Sepanjang jalanan yang semakin sepi ini.., petir mulai bergemuruh. Sepertinya hujan akan turun tidak lama lagi. Perasaanku sekarang bercampur aduk setelah Mendengar cerita yang dikatakan Rizal.
‘Baru baru ini Gue juga diputusin sama pacar Gue.. pas anniversary Gue sama dia’
Ucapan Rizal yang barusan ini kembali terlintas dibenakku. Dia tidak pernah bercerita kepadaku tentang pacarnya. Kenapa dia tidak memberitahuku?

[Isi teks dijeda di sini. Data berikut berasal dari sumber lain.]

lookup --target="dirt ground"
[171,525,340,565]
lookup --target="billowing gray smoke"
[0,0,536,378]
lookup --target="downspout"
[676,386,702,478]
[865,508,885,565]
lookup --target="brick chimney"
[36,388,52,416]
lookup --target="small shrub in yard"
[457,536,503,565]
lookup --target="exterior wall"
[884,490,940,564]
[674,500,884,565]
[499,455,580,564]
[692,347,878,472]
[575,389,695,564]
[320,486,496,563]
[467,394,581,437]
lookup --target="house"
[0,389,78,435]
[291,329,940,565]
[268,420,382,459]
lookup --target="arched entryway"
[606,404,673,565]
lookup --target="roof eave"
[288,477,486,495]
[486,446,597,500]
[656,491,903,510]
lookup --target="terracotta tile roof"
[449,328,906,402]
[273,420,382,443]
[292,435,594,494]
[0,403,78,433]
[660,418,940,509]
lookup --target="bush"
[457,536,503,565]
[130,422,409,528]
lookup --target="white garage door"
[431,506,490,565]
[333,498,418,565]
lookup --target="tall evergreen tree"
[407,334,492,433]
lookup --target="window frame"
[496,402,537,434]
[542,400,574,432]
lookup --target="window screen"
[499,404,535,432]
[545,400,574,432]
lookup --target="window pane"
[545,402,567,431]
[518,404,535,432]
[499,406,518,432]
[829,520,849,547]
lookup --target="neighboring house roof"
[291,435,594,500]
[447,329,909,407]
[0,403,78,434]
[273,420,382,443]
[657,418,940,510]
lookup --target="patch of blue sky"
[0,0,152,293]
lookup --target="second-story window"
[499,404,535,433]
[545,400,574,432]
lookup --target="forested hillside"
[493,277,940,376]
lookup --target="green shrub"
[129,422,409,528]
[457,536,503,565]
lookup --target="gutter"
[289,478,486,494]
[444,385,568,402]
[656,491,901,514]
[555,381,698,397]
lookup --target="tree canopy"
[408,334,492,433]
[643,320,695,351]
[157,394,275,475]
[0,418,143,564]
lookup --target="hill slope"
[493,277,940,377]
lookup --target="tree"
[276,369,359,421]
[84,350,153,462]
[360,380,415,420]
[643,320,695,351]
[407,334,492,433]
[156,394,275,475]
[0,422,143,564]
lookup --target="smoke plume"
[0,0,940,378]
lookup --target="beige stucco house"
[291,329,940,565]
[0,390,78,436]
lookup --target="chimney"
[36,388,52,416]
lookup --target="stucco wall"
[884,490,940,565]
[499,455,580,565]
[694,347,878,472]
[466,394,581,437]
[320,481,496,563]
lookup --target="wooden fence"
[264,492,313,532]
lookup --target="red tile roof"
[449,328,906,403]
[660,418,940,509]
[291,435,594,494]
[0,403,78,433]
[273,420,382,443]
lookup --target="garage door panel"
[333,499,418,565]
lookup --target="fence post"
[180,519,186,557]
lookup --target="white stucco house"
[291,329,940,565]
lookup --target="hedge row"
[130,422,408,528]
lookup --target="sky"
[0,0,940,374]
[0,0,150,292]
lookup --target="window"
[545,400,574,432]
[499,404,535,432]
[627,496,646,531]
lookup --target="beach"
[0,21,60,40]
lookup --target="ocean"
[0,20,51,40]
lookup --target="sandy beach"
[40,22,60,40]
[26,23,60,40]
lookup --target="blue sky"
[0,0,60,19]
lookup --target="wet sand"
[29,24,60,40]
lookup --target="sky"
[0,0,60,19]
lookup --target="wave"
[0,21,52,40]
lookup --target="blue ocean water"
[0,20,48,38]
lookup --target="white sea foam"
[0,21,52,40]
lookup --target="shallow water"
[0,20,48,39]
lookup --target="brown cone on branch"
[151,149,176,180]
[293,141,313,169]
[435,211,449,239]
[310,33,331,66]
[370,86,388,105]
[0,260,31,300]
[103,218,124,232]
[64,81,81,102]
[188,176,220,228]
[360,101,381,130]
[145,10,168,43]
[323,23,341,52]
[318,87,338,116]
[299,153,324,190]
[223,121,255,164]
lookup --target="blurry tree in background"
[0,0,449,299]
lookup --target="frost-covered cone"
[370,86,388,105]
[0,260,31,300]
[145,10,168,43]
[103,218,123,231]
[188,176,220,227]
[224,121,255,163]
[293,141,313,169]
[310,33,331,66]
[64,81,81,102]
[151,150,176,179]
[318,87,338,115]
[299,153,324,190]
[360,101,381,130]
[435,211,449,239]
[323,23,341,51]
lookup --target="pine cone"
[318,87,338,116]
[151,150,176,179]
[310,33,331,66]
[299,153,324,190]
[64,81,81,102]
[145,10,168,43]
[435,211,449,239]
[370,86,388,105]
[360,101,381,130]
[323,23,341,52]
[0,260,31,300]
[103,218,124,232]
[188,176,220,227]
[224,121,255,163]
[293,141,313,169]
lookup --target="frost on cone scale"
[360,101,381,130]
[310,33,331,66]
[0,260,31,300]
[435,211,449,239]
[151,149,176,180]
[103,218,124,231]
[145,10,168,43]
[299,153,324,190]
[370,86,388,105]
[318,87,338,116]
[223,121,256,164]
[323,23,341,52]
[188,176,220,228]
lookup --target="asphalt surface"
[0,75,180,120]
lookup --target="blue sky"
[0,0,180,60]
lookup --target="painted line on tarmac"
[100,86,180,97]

Malam ini, aku kembali tidak sempat mengutarakan perasaanku kepada Rizal. Selain karena kondisi yang kurang tepat, aku juga takut membebani pikirannya disaat seperti tadi, yaitu disaat kejadian tak terduga yang terjadi di rumahnya. Sebuah Hadiah yang sangat dibenci Rizal dengan segala kenangan buruknya kembali menghantui Rizal malam ini. Aku khawatir kepadanya karena sepertinya dia trauma kepada benda itu.
“Sejak kecil, aku gak pernah tau tentang Hadiah Pak Gus. Kenapa dihadapanku dan teman temanya..Rizal selalu memasang muka cerianya? Tapi ternyata muka ceria Rizal hanya untuk menutupi kesedihanya, huh..Rizal..Rizal..,” Gumamku perlahan saat berjalan sendirian dipinggir trotoar jalan.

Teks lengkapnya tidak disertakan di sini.